The Wolbachia bacteria is carried by around 60% of the world’s insect species, but not by the Aedes aegypti mosquito, which transmits Zika, dengue, yellow fever and chikungunya viruses to humans.

Researchers have been working for the past decade to infect mosquitoes with Wolbachia to eliminate the dengue virus. But, since the Zika crisis has gained worldwide attention, these researchers have shifted their focus.

Wolbachia-infected mosquitoes will be released in Rio de Janeiro in Brazil and in Antioquia in Colombia during 2017.

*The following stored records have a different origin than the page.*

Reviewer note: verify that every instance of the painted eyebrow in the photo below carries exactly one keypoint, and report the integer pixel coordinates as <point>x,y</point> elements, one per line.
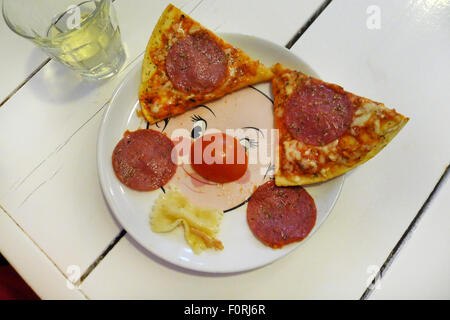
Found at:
<point>254,128</point>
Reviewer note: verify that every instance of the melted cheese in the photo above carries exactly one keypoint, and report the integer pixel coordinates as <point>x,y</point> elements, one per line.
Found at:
<point>201,225</point>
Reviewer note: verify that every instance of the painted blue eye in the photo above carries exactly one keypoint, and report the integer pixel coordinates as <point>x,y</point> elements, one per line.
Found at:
<point>248,143</point>
<point>199,127</point>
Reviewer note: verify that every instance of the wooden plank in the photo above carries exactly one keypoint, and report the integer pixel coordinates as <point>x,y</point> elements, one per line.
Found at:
<point>49,179</point>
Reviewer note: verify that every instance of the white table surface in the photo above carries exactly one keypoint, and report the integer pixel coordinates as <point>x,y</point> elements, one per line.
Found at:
<point>53,217</point>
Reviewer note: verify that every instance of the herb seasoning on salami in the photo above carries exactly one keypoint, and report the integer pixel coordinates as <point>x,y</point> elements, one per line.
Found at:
<point>280,215</point>
<point>142,160</point>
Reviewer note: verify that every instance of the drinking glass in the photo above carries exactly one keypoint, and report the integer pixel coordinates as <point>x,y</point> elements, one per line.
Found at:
<point>83,35</point>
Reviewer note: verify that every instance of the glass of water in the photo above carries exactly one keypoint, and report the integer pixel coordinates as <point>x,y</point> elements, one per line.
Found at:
<point>83,35</point>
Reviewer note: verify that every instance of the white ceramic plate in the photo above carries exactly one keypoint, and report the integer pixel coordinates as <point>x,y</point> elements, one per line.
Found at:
<point>132,208</point>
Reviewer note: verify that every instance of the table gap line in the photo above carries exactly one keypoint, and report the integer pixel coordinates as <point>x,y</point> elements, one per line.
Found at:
<point>405,236</point>
<point>308,23</point>
<point>40,249</point>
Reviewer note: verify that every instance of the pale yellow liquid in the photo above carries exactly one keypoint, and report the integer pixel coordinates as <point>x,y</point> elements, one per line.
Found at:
<point>94,49</point>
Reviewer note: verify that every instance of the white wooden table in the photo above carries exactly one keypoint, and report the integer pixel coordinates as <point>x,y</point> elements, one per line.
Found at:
<point>56,229</point>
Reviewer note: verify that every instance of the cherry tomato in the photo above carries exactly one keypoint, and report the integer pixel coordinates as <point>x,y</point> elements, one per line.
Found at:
<point>219,157</point>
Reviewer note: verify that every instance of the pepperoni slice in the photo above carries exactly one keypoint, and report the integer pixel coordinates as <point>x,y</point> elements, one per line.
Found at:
<point>196,63</point>
<point>317,114</point>
<point>142,160</point>
<point>280,215</point>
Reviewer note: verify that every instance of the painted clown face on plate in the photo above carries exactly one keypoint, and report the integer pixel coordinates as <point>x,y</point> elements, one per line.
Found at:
<point>245,117</point>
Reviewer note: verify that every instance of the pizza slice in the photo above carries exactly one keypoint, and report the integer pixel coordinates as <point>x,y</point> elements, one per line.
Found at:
<point>325,131</point>
<point>186,65</point>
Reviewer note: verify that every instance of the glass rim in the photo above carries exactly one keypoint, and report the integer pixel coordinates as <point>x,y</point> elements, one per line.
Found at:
<point>16,31</point>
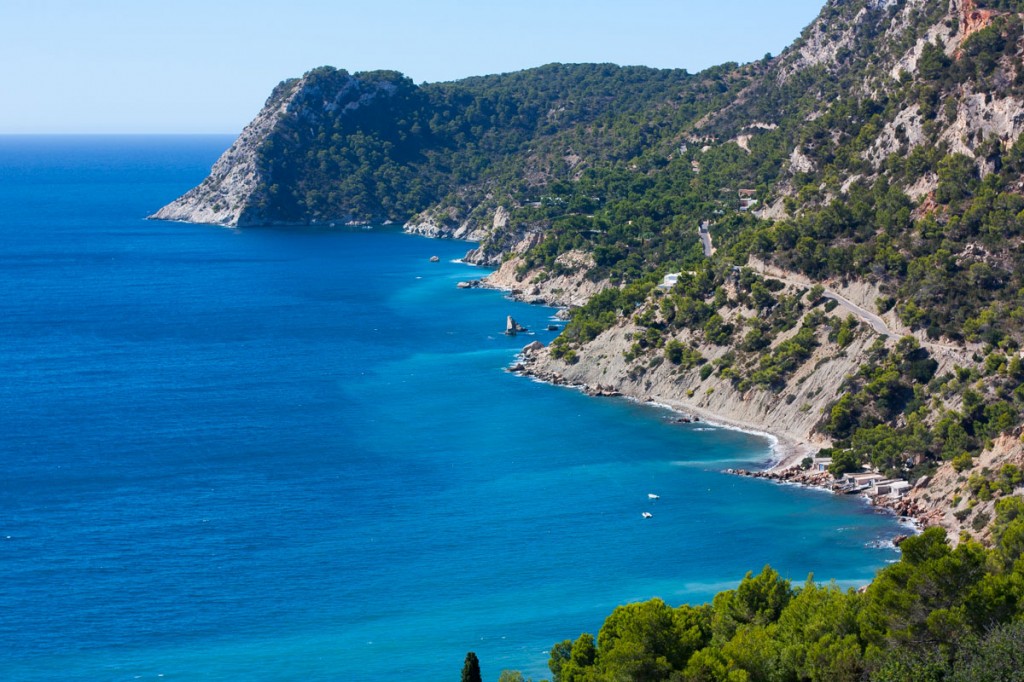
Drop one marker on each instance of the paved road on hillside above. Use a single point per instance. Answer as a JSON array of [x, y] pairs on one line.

The infected mosquitoes breed with local mosquitoes and pass the Wolbachia bacteria to their offspring. In those areas where trials have been done so far, the transmission of the Zika viruses has stopped.

The director of the Centers for Disease Control and Prevention said “that there was not yet a way to contain the spread of infections. Zika and other diseases spread by [the Aedes aegypti mosquito] are really not controllable with current technologies,” said Dr. Thomas Frieden.

“We will see this become endemic in the hemisphere,” said Dr. Frieden.

More than 50 countries have experienced an outbreak of Zika virus, according to the WHO.

The Zika virus is primarily spread to people through mosquito bites. The virus can be spread from mother to child and through blood transfusion and sexual contact.

Most people infected with the virus have mild or no symptoms.

For those who do develop symptoms, illness is generally mild and typically lasts a few days to a week. The most common symptoms of Zika virus disease are fever, rash, joint pain, and conjunctivitis (red eyes).

Severe disease requiring hospitalization is uncommon and fatalities are rare. An increase in Guillain-Barré syndrome was noted during an outbreak of Zika virus in French Polynesia in 2014. An increase in microcephaly was noted during an outbreak of Zika virus in Brazil in 2015.

Aedes aegyti mosquitoes are found across large areas of the world, including the southern part of the United States, parts of Asia and Africa.